Copenhague ha cuestionado la justificación de Trump de querer tener control de Groenlandia.
Rasmussen, el ministro de Exteriores, manifestó el miércoles que no había una “amenaza inmediata” de China o Rusia que Dinamarca o Groenlandia no pudieran manejar, aunque entendió, hasta cierto punto, las preocupaciones de seguridad planteadas por Washington.
Rasmussen emitió sus declaraciones al lado del ministro de Exteriores de Groenlandia después de sostener conversaciones con el secretario de Estado de EE.UU., Marco Rubio, el miércoles.
“La ambición del presidente está sobre la mesa”, dijo el diplomático danés al noticiero Fox News. “Por supuesto que tenemos nuestras líneas rojas. Esto es 2026, comercias con las personas pero no comercias a las personas”.
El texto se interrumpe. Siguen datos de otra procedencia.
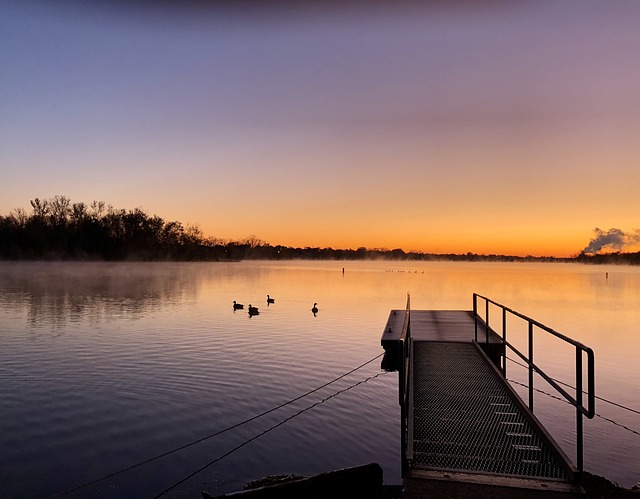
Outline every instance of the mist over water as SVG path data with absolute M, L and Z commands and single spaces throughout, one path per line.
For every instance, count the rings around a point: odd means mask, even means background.
M 345 268 L 344 274 L 342 268 Z M 608 273 L 608 277 L 605 275 Z M 382 352 L 389 311 L 471 309 L 489 296 L 590 346 L 597 394 L 640 408 L 640 269 L 451 262 L 0 263 L 3 494 L 46 497 L 224 429 Z M 275 303 L 267 305 L 267 294 Z M 232 302 L 245 305 L 234 311 Z M 317 302 L 319 312 L 311 312 Z M 249 304 L 260 314 L 249 317 Z M 520 331 L 510 331 L 514 342 Z M 573 383 L 572 352 L 540 338 L 537 362 Z M 154 496 L 257 433 L 358 381 L 376 361 L 250 424 L 69 497 Z M 508 364 L 508 377 L 526 372 Z M 536 386 L 550 391 L 542 381 Z M 596 412 L 640 430 L 640 417 Z M 400 482 L 395 373 L 306 411 L 172 491 L 224 493 L 269 474 L 379 462 Z M 574 456 L 574 410 L 536 395 Z M 640 481 L 640 437 L 585 421 L 585 467 Z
El primer ministro de Groenlandia, Jens-Frederik Nielson, anunció esta semana que el territorio estaba en medio de una crisis geopolítica, y que si su pueblo se viera obligado a tomar una decisión, escogería a Dinamarca sobre EE.UU.
“Groenlandia no quiere pertenecer a Estados Unidos. Groenlandia no quiere ser gobernada por Estados Unidos. Groenlandia no quiere ser parte de Estados Unidos”, resaltó.